To solve the problem, we need to find the magnitude of the charge placed on each of the two spherical bodies. We know that the gravitational attraction between the two bodies is equal to the Coulomb repulsion between them in magnitude. ### Step-by-Step Solution: 1. **Identify the Given Information:** - Mass of each body, \( m = 50 \, \text{kg} \) - Separation between the bodies, \( r = 20 \, \text{cm} = 0.2 \, \text{m} \) 2. **Write the Formula for Gravitational Force:** The gravitational force \( F_g \) between two masses is given by: \[ F_g = \frac{G m_1 m_2}{r^2} \] where \( G = 6.67 \times 10^{-11} \, \text{m}^2/\text{kg} \cdot \text{s}^2 \).

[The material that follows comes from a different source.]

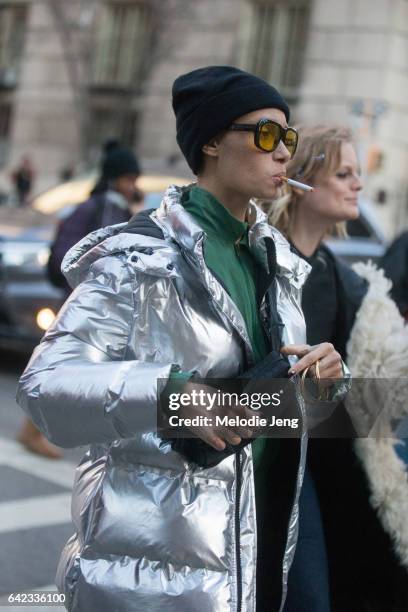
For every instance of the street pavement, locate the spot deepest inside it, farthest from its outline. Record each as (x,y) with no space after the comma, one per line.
(35,499)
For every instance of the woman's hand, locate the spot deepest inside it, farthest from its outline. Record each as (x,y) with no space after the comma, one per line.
(330,362)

Since both bodies have the same mass \( m \): \[ F_g = \frac{G m^2}{r^2} \] 3. **Substitute the Values into the Gravitational Force Formula:** \[ F_g = \frac{6.67 \times 10^{-11} \times (50)^2}{(0.2)^2} \] \[ F_g = \frac{6.67 \times 10^{-11} \times 2500}{0.04} \] \[ F_g = \frac{1.6675 \times 10^{-7}}{0.04} = 4.16875 \times 10^{-6} \, \text{N} \] 4. **Write the Formula for Coulomb Force:** The Coulomb force \( F_c \) between two charges is given by: \[ F_c = \frac{k q_1 q_2}{r^2} \] where \( k = 9 \times 10^9 \, \text{N m}^2/\text{C}^2 \) and since both charges are equal, \( q_1 = q_2 = q \): \[ F_c = \frac{k q^2}{r^2} \] 5. **Set the Gravitational Force Equal to the Coulomb Force:** Since the forces are equal in magnitude: \[ F_g = F_c \] \[ \frac{G m^2}{r^2} = \frac{k q^2}{r^2} \] 6. **Cancel \( r^2 \) from Both Sides:** \[ G m^2 = k q^2 \] 7. **Rearrange to Solve for \( q^2 \):** \[ q^2 = \frac{G m^2}{k} \] 8. **Substitute the Known Values:** \[ q^2 = \frac{6.67 \times 10^{-11} \times (50)^2}{9 \times 10^9} \] \[ q^2 = \frac{6.67 \times 10^{-11} \times 2500}{9 \times 10^9} \] \[ q^2 = \frac{1.6675 \times 10^{-7}}{9 \times 10^9} = 1.85278 \times 10^{-17} \] 9. **Calculate \( q \):** \[ q = \sqrt{1.85278 \times 10^{-17}} \approx 4.3 \times 10^{-9} \, \text{C} \] ### Final Answer: The magnitude of the charge placed on either body is approximately \( q \approx 4.3 \times 10^{-9} \, \text{C} \).